Defense stocks Raytheon Technologies, Lockheed Martin Corp, General Dynamics Corp, Northrop Grumman and L3Harris Technologies gained between 3.1% and 4.6% following news that Germany would increase its military spending.

At 10:07 a.m. ET, the Dow Jones Industrial Average dropped 442.67 points, or 1.30%, to 33,616.08 and the S&P 500 fell 44.39 points, or 1.01%, to 4,340.26.

The Nasdaq Composite slipped 81.87 points, or 0.60%, to 13,612.75, still faring better than its peers, thanks to support from Tesla and cybersecurity stocks.

Palo Alto Networks, Fortinet, Zscaler and CrowdStrike Holdings climbed between 1.5% and 5.3%.

The CBOE volatility index, also known as Wall Street's fear gauge, was last trading at 30.73.

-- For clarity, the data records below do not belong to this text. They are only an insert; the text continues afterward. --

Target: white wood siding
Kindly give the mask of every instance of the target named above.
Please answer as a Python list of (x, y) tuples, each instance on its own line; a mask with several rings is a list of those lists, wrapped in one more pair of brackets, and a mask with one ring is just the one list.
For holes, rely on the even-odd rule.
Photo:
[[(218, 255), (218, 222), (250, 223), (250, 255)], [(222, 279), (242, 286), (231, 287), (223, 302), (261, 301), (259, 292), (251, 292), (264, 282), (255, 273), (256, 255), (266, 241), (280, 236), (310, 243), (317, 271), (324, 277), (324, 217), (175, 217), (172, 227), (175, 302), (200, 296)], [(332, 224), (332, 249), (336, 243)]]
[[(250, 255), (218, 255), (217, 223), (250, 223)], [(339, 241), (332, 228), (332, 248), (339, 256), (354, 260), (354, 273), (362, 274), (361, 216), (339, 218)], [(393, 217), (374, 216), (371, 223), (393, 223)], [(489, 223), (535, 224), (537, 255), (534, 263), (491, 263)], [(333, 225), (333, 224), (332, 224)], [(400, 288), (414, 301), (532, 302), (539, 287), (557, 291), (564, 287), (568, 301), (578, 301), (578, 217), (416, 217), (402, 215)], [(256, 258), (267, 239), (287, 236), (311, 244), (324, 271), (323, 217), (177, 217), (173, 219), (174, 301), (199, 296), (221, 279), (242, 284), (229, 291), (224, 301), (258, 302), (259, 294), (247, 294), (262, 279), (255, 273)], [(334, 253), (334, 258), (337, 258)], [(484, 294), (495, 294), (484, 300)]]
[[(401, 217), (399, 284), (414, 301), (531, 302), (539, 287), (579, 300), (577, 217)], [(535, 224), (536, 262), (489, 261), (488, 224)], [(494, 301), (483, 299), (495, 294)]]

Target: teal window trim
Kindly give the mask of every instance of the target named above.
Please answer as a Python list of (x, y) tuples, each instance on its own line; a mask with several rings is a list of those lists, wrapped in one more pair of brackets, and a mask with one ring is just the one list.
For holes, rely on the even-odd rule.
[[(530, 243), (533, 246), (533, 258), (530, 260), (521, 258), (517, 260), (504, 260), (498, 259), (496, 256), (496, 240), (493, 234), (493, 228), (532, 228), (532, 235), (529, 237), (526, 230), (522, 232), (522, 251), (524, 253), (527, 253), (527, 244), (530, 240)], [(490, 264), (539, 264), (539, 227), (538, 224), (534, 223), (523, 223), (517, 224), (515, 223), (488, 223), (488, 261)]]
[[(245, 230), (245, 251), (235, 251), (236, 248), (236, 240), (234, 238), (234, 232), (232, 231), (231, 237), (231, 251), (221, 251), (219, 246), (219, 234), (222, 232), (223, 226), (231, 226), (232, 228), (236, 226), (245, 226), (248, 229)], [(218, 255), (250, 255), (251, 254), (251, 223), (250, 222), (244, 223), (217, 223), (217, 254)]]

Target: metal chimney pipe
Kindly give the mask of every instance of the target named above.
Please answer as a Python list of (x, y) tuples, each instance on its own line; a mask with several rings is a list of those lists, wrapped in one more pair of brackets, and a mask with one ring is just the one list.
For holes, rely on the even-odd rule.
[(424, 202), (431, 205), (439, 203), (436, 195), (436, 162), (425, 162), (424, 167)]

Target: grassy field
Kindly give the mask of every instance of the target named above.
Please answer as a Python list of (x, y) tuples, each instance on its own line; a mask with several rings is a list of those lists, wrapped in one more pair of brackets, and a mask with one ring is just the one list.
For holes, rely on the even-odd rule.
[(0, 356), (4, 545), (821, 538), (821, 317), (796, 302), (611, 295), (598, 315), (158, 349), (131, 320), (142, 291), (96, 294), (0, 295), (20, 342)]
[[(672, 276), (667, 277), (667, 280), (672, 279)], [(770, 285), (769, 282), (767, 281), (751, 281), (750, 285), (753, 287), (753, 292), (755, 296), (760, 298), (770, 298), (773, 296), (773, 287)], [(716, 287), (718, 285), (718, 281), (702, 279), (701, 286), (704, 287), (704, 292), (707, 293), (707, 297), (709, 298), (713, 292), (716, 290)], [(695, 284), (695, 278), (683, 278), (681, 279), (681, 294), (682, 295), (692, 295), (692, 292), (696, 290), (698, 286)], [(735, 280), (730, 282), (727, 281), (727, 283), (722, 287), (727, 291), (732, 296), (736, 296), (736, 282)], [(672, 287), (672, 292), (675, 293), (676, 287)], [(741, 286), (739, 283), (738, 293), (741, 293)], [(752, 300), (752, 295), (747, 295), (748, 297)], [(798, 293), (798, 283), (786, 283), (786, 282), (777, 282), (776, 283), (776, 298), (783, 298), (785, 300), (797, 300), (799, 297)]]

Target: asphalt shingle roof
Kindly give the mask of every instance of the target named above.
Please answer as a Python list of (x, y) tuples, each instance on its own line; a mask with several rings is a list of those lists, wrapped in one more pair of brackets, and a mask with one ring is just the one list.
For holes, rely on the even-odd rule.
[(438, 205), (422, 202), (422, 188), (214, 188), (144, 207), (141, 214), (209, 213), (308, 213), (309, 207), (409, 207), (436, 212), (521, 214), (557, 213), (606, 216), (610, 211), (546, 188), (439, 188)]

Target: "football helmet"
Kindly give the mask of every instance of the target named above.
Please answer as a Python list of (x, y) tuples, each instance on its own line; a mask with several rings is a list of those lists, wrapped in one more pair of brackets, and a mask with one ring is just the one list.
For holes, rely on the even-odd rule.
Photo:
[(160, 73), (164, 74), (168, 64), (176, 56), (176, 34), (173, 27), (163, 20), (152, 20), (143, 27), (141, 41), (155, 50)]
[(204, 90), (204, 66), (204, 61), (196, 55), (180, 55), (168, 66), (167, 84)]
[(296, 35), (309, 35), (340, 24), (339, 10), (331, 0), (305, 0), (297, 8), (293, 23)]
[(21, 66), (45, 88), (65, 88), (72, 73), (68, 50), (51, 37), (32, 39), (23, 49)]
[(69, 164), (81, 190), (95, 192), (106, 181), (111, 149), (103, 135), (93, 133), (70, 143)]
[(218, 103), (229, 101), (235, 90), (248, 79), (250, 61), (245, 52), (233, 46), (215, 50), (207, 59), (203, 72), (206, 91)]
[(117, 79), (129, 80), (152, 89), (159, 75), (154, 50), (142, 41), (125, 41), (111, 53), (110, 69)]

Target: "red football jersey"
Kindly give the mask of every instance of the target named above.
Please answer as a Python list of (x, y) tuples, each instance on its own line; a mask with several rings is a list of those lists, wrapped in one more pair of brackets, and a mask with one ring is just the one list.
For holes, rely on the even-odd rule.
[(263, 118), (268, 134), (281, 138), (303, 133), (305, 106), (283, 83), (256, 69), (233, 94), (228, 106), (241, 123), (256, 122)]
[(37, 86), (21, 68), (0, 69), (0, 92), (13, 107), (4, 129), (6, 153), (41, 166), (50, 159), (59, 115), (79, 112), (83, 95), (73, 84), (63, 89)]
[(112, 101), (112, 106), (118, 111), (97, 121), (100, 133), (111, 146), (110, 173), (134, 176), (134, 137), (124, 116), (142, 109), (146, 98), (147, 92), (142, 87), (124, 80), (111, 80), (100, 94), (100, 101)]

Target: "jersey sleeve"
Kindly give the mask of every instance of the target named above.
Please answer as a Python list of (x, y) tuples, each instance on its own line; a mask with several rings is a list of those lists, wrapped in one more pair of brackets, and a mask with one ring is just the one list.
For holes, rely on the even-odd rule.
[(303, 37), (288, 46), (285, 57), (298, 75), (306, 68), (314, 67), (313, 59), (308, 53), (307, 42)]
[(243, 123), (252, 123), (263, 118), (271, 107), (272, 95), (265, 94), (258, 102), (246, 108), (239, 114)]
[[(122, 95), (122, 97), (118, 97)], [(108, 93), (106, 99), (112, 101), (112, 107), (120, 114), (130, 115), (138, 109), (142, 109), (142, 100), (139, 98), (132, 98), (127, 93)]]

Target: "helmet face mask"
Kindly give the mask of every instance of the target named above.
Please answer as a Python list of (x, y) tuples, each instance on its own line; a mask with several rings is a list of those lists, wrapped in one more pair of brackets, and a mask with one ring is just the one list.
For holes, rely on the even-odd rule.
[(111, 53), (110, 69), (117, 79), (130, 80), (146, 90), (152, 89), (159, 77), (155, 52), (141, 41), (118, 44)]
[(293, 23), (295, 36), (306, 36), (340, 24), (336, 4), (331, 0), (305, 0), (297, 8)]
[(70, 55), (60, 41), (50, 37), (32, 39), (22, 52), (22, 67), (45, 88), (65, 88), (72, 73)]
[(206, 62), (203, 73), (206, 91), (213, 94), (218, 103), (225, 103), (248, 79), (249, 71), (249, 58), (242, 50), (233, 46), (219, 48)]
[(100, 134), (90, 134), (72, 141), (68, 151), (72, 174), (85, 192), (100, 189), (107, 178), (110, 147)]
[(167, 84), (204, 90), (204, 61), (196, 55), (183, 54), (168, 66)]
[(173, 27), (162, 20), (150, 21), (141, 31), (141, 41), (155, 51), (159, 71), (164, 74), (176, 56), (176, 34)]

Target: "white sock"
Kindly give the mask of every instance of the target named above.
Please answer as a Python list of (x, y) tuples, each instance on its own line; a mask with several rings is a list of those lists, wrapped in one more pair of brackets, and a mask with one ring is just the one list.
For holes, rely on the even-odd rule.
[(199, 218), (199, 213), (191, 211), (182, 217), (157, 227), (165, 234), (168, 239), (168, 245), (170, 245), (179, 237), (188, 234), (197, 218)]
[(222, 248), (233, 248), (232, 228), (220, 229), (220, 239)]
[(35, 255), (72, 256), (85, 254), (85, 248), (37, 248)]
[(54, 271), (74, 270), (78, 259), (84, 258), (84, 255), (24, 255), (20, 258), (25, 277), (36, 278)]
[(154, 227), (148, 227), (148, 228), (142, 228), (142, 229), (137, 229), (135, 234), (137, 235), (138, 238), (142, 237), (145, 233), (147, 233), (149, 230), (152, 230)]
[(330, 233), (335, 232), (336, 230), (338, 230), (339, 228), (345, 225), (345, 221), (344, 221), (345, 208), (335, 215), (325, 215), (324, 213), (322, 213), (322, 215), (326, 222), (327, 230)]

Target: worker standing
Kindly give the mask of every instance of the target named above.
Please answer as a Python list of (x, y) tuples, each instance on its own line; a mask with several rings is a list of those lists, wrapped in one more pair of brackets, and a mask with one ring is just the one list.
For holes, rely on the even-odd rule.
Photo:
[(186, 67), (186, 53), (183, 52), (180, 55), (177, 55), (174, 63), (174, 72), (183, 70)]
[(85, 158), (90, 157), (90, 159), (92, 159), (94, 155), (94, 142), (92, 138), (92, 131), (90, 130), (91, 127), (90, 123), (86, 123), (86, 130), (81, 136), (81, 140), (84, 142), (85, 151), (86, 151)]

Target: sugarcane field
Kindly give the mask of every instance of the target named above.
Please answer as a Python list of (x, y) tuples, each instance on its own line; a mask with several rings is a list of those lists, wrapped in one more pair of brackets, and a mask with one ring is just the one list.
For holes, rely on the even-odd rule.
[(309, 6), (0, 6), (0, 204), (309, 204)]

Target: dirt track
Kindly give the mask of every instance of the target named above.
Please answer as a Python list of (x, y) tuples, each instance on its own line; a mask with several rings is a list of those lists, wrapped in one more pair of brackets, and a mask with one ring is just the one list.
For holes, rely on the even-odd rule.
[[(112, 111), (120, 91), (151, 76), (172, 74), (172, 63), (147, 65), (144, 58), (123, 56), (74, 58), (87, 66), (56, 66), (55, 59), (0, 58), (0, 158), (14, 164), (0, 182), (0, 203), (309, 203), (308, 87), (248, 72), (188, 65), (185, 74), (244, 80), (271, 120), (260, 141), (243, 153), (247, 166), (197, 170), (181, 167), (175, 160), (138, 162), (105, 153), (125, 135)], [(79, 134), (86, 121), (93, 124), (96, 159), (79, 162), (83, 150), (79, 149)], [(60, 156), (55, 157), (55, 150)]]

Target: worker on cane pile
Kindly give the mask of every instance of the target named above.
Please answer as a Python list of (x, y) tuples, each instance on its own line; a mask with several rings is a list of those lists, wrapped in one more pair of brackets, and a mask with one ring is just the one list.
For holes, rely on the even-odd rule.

Delta Air Lines Inc dropped 4.8% to lead losses among the airline stocks after Russia closed its airspace to airlines from 36 countries in response Ukraine-related sanctions targeting its aviation sector.

First Horizon Corp surged 29.5% after TD Bank Group offered to acquire the U.S. bank in an all-cash deal valued at $13.4 billion.

Declining issues outnumbered advancers for a 1.89-to-1 ratio on the NYSE and a 1.62-to-1 ratio on the Nasdaq.

The S&P index recorded 12 new 52-week highs and 4 new lows, while the Nasdaq recorded 26 new highs and 46 new lows.